Сохранение на протяжении 1920-х–1940-х гг. преимущественно традиционного формата семьи, и в дальнейшем включение его в число символов социалистического общества (как это произошло с «рабочей династией») было связано с незавершенностью модернизации, поддерживалось действием возвратных механизмов, способствовавших усилению традиционализма в сталинскую эпоху. В этом смысле для характеристики России первой половины XX в. вполне применим термин полусовременное общество («halbmoderne Gesellschaft»), предложенный У. Беком [66, с. 234], который иллюстрирует сложный, извилистый путь модернизации российского общества.

Этот вывод находит подтверждение в предложенной выше типологии. Рассмотренные социальные типы семей соотносятся с представлениями о «традиционной» и «современной» семье. Если семьи рабочих и крестьян, проживавших преимущественно в сельской местности (село, завод) по своим демографическим характеристикам тяготели к «традиционному» типу, то семьи служащих и советско-партийных работников, особенно горожан, активно модернизировались и эволюционировали в направлении современной семьи, преимущественно нуклеарной.

Вместе с тем, высокая факторная нагрузка признака «вид деятельности» при проведении типологии также является отголоском традиционного общества, в котором сословность была основой для типологии семьи.
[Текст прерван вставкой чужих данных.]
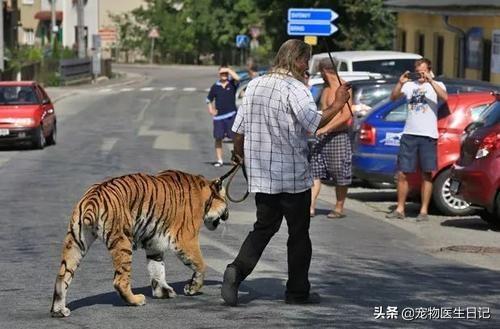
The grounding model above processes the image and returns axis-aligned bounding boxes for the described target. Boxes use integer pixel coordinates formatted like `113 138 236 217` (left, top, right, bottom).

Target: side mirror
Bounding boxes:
464 121 484 134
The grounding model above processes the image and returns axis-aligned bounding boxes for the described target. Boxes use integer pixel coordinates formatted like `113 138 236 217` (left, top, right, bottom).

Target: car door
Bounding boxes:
36 85 55 136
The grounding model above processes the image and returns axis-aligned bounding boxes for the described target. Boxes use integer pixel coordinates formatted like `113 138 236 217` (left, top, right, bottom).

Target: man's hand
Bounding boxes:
333 83 351 107
399 71 410 85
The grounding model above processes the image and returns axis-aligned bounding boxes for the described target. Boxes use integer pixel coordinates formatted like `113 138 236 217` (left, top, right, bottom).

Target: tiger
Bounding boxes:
50 168 234 317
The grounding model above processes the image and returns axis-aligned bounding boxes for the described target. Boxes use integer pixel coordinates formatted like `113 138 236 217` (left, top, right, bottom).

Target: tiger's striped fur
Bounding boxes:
51 170 228 317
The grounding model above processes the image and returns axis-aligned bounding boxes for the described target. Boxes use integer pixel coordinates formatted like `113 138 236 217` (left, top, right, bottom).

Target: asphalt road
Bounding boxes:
0 66 500 328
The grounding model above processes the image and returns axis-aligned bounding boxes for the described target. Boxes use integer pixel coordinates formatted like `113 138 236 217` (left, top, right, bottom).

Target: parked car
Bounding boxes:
309 50 422 76
0 81 57 149
450 94 500 226
352 91 494 215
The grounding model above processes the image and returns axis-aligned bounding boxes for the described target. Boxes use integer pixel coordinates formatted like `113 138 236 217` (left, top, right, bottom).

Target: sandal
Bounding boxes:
326 210 345 218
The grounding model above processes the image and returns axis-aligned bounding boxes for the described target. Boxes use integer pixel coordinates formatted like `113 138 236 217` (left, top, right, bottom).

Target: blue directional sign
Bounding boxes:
236 34 250 48
287 8 339 36
287 22 338 36
288 8 339 22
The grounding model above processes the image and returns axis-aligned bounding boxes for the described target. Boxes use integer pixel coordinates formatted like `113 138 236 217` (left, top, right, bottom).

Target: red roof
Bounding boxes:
35 10 62 21
0 81 36 87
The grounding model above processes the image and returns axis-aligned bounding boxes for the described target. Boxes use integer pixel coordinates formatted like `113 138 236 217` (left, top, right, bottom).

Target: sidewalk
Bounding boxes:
318 184 500 271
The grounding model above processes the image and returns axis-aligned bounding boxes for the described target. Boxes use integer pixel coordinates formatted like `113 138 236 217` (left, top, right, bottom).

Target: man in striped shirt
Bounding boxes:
221 39 350 306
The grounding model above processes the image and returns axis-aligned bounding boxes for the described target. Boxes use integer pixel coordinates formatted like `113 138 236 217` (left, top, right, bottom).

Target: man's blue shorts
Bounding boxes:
398 134 437 173
214 115 236 139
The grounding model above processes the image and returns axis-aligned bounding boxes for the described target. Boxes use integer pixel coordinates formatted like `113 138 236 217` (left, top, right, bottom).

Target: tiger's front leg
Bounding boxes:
176 239 205 296
146 251 177 298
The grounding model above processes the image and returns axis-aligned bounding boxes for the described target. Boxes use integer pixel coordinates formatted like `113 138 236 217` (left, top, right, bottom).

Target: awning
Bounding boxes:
35 10 62 21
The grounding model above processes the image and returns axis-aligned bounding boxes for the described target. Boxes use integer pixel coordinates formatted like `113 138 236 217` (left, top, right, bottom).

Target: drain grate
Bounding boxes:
439 246 500 254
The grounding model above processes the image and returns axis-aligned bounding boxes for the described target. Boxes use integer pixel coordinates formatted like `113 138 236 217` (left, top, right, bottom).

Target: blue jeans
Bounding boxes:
398 134 437 173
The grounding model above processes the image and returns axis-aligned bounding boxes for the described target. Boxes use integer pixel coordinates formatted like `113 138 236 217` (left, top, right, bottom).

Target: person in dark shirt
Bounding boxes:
207 66 240 167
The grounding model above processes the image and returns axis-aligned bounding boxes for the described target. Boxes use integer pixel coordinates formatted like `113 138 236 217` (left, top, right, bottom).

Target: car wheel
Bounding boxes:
432 168 474 216
479 193 500 228
33 126 46 150
47 122 57 145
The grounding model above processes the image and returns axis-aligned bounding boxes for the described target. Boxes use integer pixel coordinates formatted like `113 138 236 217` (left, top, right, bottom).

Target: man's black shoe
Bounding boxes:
285 292 321 305
221 265 240 306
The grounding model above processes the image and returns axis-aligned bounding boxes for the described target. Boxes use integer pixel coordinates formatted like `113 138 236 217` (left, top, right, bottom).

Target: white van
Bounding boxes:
309 50 422 76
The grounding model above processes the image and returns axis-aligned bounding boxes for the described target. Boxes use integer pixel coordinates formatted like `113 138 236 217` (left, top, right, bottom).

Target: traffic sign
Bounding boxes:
287 21 338 36
287 8 339 36
288 8 339 22
236 34 250 48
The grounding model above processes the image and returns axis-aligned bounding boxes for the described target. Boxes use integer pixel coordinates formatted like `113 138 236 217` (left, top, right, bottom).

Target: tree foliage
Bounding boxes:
113 0 394 63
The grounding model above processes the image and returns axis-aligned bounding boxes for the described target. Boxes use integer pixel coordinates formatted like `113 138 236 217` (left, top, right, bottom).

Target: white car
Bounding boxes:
309 50 422 76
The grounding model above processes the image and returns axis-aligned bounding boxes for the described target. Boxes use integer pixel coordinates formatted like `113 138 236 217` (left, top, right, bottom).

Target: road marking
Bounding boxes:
135 98 151 123
153 131 192 151
101 138 118 155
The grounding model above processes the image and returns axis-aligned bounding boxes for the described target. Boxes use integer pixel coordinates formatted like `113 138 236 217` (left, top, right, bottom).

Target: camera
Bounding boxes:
407 72 422 80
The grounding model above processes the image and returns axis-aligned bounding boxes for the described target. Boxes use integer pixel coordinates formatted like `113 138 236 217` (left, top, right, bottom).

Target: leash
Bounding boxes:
219 151 250 203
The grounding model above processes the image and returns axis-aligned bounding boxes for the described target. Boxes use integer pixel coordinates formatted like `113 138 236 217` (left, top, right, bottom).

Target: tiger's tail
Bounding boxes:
50 188 98 317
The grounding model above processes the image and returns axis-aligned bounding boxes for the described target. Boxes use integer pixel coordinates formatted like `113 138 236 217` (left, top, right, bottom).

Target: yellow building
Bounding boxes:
385 0 500 84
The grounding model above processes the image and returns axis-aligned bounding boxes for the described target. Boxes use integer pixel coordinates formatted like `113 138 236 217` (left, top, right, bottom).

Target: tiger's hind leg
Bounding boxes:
50 225 96 317
175 238 205 296
146 251 177 298
108 235 146 306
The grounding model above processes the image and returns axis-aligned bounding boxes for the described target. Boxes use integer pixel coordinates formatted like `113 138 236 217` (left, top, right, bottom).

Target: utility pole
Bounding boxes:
0 0 5 72
76 0 86 58
50 0 58 49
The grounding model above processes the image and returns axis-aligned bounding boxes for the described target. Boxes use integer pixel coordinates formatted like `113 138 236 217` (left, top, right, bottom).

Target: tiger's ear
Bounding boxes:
210 178 222 192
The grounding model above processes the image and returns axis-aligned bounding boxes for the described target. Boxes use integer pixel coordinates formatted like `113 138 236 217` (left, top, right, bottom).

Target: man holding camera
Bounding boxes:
386 58 448 222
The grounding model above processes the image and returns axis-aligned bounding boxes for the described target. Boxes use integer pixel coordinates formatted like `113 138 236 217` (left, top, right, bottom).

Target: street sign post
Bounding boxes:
287 8 339 36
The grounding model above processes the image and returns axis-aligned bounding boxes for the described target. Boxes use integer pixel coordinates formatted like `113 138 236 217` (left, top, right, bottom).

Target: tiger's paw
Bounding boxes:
50 307 71 318
128 294 146 306
153 285 177 299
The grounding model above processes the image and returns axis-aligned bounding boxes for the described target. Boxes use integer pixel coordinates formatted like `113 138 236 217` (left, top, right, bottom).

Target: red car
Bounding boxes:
451 94 500 225
408 92 495 215
0 81 57 149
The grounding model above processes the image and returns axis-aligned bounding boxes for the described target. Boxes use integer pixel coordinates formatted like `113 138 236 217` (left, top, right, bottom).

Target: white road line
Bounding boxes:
101 138 118 155
135 98 151 122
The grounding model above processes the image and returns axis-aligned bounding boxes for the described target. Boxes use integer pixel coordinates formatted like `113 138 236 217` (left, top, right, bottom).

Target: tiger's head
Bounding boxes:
203 178 229 231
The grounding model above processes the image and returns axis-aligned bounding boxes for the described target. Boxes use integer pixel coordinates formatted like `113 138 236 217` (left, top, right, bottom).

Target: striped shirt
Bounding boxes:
233 73 321 194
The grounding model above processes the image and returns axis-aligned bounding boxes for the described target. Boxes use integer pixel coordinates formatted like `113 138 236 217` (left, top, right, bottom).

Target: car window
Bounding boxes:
384 102 408 122
479 101 500 127
470 104 489 121
0 86 40 105
352 59 415 76
357 84 394 107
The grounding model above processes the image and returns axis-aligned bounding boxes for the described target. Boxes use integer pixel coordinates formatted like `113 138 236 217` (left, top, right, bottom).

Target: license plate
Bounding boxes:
450 179 460 195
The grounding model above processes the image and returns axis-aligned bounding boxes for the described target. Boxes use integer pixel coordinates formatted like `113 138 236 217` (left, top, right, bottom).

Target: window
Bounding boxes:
384 102 408 122
415 32 425 56
23 29 35 46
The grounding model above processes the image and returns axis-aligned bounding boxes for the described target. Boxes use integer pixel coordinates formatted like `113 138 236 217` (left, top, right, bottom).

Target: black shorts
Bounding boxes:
398 134 437 173
214 115 236 139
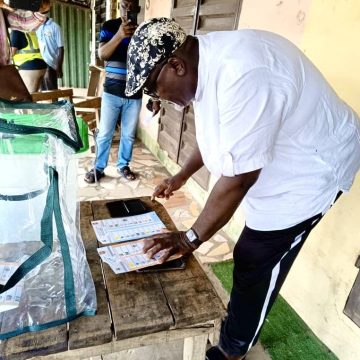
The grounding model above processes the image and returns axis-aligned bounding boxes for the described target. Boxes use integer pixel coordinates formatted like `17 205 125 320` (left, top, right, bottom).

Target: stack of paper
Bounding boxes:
91 211 166 244
0 262 23 313
92 211 180 274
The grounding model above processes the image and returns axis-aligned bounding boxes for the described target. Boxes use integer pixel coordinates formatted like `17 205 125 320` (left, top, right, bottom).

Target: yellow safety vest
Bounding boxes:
13 32 43 66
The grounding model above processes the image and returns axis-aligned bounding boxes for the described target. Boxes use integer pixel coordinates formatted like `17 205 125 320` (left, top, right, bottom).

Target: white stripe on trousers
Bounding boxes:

По мере модернизации общества влияние этого признака должно снижаться, т. к. происходит унификация семейной организации, демографические показатели которой зависят не от социальной принадлежности членов семьи, а от других факторов, связанных с образом жизни, а также с конструируемыми властью и обществом институциональными эталонами.

В традиционном обществе функцию конструирования семейного эталона берет на себя религия. В советском обществе эта задача реализуется идеологией. Одним из наиболее ранних вариантов преобразования семьи, пропагандируемым коммунистической идеологией, но нежизнеспособным, была семья-коммуна, примеры которой встречаются в начале 1920–х гг. не только в крестьянской среде, но и среди горожан (преимущественно, учащейся и творческой молодежи). В дальнейшем для каждого социального семейного типа власть конструировала свой идеальный образ, воспроизводивший в целом традиционные ценности: для первого типа – это была модель «рабочей династии», второго – «партийной семьи». Идеальный тип «семьи военного» включал черты первых двух типов (династичность, сословность) с дополнительными гендерными ограничениями: положение женщины в военной семье была полностью подчинено траектории военной карьеры мужа и определялось ею.

Таким образом, в 1920-е гг. реформирование семьи сопровождалось ее активным конструированием с учетом идеальных представлений о задачах и функциях семьи в коммунистическом обществе, что деформировало процессы модернизации института семьи, с одной стороны способствуя консервации некоторых ее традиционных черт, с другой – формируя ложные ориентиры для развития.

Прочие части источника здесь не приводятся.